De eerste termijn vervalt dan op de laatste dag van de maand volgend op die waarin de dagtekening van het aanslagbiljet is gesteld en elk van de volgende termijnen telkens een maand later.

Artikel 10. Nadere regels door het college van burgemeester en wethouders

Het college van burgemeester en wethouders kan nadere regels geven met betrekking tot de heffing en de invordering van de belastingen op roerende woon- en bedrijfsruimten.

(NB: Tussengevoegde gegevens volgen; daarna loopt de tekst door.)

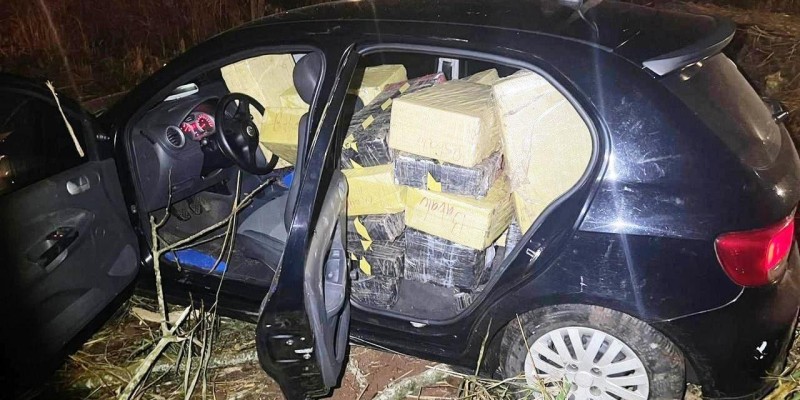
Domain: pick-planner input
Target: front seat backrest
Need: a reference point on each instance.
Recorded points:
(307, 74)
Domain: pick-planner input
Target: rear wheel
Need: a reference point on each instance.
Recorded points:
(591, 352)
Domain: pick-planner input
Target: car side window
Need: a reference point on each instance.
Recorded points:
(34, 141)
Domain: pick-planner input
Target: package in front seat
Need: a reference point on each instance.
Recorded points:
(379, 258)
(426, 173)
(372, 191)
(432, 259)
(453, 122)
(376, 291)
(366, 142)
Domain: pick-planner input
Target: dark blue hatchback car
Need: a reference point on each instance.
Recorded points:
(657, 219)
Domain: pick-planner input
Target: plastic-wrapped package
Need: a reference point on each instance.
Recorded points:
(432, 259)
(366, 141)
(486, 77)
(375, 291)
(372, 191)
(425, 173)
(453, 122)
(380, 258)
(468, 221)
(546, 144)
(366, 229)
(376, 78)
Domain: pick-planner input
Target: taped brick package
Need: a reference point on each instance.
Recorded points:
(366, 142)
(425, 173)
(372, 191)
(475, 223)
(453, 122)
(380, 258)
(546, 144)
(375, 291)
(487, 77)
(376, 78)
(432, 259)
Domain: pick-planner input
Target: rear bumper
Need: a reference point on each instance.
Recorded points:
(733, 350)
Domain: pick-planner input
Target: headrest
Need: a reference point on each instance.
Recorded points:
(307, 72)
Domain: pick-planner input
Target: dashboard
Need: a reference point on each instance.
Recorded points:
(173, 150)
(198, 125)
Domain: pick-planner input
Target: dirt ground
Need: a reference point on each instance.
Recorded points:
(102, 368)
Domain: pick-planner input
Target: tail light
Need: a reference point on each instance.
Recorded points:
(757, 257)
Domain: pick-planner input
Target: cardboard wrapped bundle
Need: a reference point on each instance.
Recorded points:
(376, 78)
(365, 229)
(487, 77)
(425, 173)
(468, 221)
(546, 144)
(453, 122)
(375, 291)
(431, 259)
(366, 142)
(372, 191)
(384, 258)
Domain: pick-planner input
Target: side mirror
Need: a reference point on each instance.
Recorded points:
(779, 114)
(6, 173)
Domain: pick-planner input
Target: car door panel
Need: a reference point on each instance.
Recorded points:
(303, 330)
(67, 246)
(66, 292)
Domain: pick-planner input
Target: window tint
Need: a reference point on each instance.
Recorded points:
(34, 141)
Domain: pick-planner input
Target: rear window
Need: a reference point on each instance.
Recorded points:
(721, 96)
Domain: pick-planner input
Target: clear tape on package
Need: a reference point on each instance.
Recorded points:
(425, 173)
(431, 259)
(513, 237)
(546, 144)
(375, 291)
(366, 141)
(365, 229)
(380, 258)
(453, 122)
(486, 77)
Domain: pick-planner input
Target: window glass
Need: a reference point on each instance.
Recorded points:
(34, 141)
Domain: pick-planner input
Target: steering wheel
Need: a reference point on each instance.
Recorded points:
(237, 134)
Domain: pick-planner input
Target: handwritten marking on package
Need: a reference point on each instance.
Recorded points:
(447, 212)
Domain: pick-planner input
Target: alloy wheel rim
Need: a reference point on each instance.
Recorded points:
(595, 365)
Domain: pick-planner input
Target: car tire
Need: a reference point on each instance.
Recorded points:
(631, 361)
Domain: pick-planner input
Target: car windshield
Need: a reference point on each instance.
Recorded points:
(721, 96)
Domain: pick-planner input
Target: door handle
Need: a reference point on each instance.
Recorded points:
(54, 244)
(78, 185)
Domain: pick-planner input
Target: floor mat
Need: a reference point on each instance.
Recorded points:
(215, 208)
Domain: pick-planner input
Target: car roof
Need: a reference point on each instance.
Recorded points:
(634, 32)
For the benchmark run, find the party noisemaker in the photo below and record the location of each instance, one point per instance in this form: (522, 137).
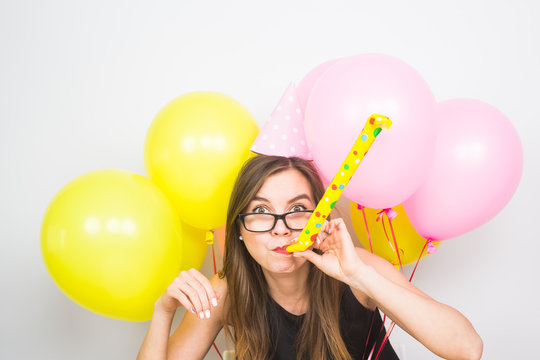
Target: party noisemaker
(373, 127)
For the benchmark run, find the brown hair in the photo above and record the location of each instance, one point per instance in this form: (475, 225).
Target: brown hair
(319, 336)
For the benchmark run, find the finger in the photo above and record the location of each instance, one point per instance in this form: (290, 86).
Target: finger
(210, 293)
(189, 287)
(183, 299)
(202, 297)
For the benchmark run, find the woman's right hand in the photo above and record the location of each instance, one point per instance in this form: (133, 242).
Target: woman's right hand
(192, 290)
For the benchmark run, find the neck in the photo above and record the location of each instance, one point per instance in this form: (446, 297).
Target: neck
(289, 290)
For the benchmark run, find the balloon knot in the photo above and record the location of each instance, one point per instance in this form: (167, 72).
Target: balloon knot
(430, 247)
(390, 213)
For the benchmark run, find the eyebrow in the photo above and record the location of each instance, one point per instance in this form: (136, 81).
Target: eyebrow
(294, 199)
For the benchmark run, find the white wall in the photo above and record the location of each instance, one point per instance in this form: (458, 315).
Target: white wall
(81, 81)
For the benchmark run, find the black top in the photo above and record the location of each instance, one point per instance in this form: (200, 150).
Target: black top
(355, 323)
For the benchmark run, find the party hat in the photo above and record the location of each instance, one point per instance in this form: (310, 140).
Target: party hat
(283, 134)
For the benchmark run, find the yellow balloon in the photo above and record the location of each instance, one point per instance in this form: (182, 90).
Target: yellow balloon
(194, 150)
(111, 241)
(410, 243)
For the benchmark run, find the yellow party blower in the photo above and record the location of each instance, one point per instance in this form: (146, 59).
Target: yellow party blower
(364, 141)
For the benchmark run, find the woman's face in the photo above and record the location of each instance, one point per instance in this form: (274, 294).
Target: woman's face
(281, 193)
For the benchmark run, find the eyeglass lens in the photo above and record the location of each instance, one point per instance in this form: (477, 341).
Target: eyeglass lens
(265, 222)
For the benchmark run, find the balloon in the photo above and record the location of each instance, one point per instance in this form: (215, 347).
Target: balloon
(306, 84)
(194, 150)
(410, 244)
(111, 242)
(477, 168)
(348, 93)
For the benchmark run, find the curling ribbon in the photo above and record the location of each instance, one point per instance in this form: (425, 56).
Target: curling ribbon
(210, 237)
(362, 207)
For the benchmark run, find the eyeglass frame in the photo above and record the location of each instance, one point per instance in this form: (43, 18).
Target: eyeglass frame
(276, 218)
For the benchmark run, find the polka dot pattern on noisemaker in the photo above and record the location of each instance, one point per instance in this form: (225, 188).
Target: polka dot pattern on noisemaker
(339, 182)
(283, 134)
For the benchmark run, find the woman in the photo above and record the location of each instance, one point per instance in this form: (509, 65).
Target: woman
(316, 304)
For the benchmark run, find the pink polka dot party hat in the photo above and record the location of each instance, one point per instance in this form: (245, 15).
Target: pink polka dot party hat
(283, 134)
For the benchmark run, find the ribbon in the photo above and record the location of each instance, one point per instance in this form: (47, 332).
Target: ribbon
(362, 207)
(210, 237)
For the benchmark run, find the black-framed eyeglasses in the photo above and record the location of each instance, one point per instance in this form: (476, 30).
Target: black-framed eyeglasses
(263, 222)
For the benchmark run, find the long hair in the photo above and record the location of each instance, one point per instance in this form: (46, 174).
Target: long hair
(319, 336)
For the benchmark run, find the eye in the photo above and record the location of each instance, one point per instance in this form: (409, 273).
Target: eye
(298, 208)
(260, 210)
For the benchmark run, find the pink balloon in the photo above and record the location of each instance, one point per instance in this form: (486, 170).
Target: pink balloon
(477, 168)
(306, 84)
(340, 103)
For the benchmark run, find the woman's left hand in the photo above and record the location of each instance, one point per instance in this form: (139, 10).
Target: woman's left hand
(339, 258)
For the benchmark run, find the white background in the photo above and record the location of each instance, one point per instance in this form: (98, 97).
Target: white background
(80, 83)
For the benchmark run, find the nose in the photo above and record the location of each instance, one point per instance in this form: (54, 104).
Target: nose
(280, 228)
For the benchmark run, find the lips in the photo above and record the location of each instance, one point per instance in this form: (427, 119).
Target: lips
(281, 250)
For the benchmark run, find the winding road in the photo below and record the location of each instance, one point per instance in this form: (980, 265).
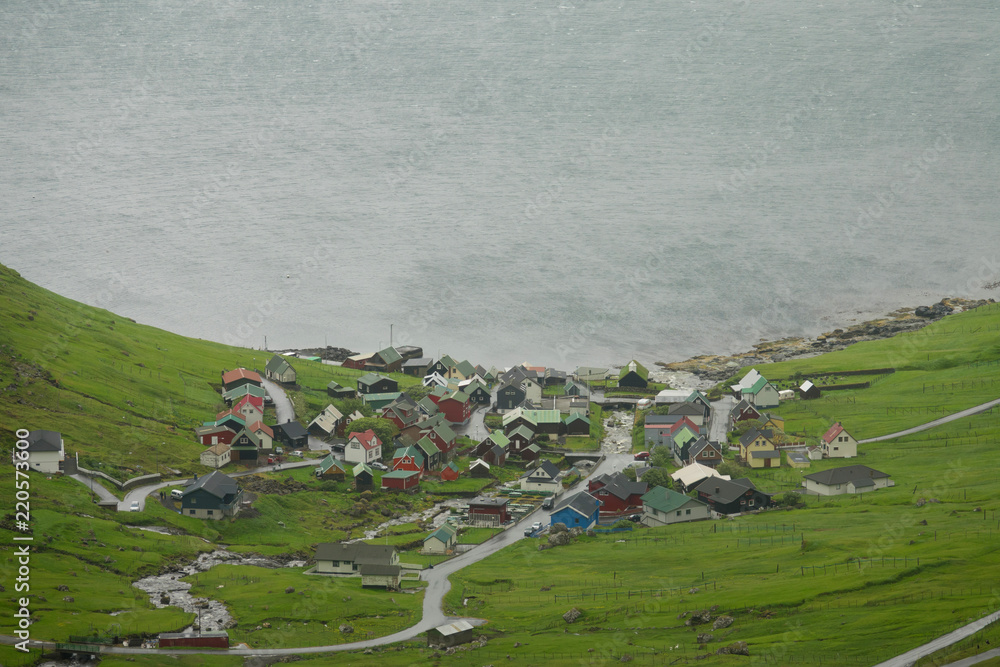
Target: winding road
(975, 410)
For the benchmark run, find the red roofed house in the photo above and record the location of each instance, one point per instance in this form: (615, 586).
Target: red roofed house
(264, 434)
(238, 378)
(457, 407)
(838, 443)
(449, 473)
(363, 447)
(488, 512)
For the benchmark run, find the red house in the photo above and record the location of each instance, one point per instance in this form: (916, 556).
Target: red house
(617, 493)
(401, 480)
(488, 512)
(256, 401)
(457, 407)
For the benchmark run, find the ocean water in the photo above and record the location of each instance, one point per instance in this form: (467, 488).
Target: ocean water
(564, 182)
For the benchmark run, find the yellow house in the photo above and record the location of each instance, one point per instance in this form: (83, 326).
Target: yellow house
(757, 449)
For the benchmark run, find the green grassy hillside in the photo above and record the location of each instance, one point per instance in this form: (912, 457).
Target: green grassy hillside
(123, 394)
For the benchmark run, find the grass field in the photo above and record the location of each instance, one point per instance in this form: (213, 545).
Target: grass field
(853, 579)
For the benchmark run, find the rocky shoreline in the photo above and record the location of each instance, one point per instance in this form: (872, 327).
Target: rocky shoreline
(715, 368)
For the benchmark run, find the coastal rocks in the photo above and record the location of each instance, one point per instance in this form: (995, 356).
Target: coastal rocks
(939, 309)
(716, 368)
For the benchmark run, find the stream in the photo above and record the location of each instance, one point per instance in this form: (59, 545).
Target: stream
(213, 615)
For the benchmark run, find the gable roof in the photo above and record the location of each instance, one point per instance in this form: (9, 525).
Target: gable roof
(277, 364)
(754, 433)
(690, 474)
(666, 500)
(444, 533)
(367, 438)
(238, 374)
(634, 367)
(723, 491)
(582, 503)
(545, 469)
(216, 483)
(846, 474)
(330, 462)
(41, 440)
(356, 552)
(389, 355)
(833, 432)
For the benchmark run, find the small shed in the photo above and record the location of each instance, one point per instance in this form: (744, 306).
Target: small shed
(451, 634)
(218, 639)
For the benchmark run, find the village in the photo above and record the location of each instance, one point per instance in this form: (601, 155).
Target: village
(680, 463)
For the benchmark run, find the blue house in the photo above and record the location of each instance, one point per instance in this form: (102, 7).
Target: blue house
(578, 511)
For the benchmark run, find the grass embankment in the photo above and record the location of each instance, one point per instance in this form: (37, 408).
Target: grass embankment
(313, 612)
(123, 394)
(948, 366)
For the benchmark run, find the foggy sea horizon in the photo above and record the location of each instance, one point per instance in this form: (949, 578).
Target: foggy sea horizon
(564, 183)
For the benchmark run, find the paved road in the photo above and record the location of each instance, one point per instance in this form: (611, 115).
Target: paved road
(438, 584)
(941, 642)
(937, 422)
(285, 412)
(719, 424)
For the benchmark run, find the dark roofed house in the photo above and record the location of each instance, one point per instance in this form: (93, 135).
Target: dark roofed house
(291, 435)
(849, 479)
(617, 493)
(46, 451)
(372, 383)
(417, 367)
(212, 496)
(344, 558)
(488, 512)
(581, 510)
(732, 497)
(279, 370)
(633, 374)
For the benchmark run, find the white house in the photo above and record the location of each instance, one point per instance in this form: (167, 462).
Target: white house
(849, 479)
(838, 443)
(216, 456)
(46, 451)
(363, 448)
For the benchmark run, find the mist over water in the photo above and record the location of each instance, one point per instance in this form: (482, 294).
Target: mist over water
(564, 183)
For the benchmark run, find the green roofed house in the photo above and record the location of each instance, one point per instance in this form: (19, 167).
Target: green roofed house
(441, 541)
(761, 394)
(577, 424)
(385, 361)
(364, 478)
(633, 374)
(279, 370)
(336, 390)
(662, 506)
(379, 401)
(331, 468)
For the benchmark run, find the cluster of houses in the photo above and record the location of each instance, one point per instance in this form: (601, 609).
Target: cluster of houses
(238, 434)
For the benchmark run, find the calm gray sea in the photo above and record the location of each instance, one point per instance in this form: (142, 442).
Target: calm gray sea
(562, 182)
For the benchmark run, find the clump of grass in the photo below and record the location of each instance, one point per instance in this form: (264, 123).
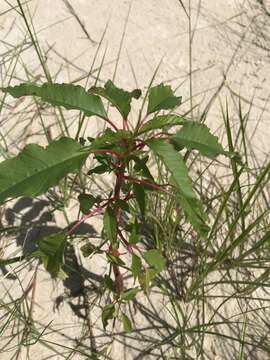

Artikel 11. Inwerkingtreding en citeertitel

  • 1. De 'Verordening belastingen op roerende woon- en bedrijfsruimten 2018' van 13 november 2017 wordt ingetrokken met ingang van de in het derde lid genoemde datum van ingang van de heffing met dien verstande dat zij van toepassing blijft op de belastbare feiten die zich voor die datum hebben voorgedaan.

  • 2. Deze verordening treedt in werking met ingang van de eerste dag na die van de bekendmaking.

  • 3. De datum van ingang van de heffing is 1 januari 2019.

  • 4. Deze verordening kan worden aangehaald als 'Verordening belastingen op roerende woon- en bedrijfsruimten 2019’.

Aldus vastgesteld in de raadsvergadering van 14 november 2018.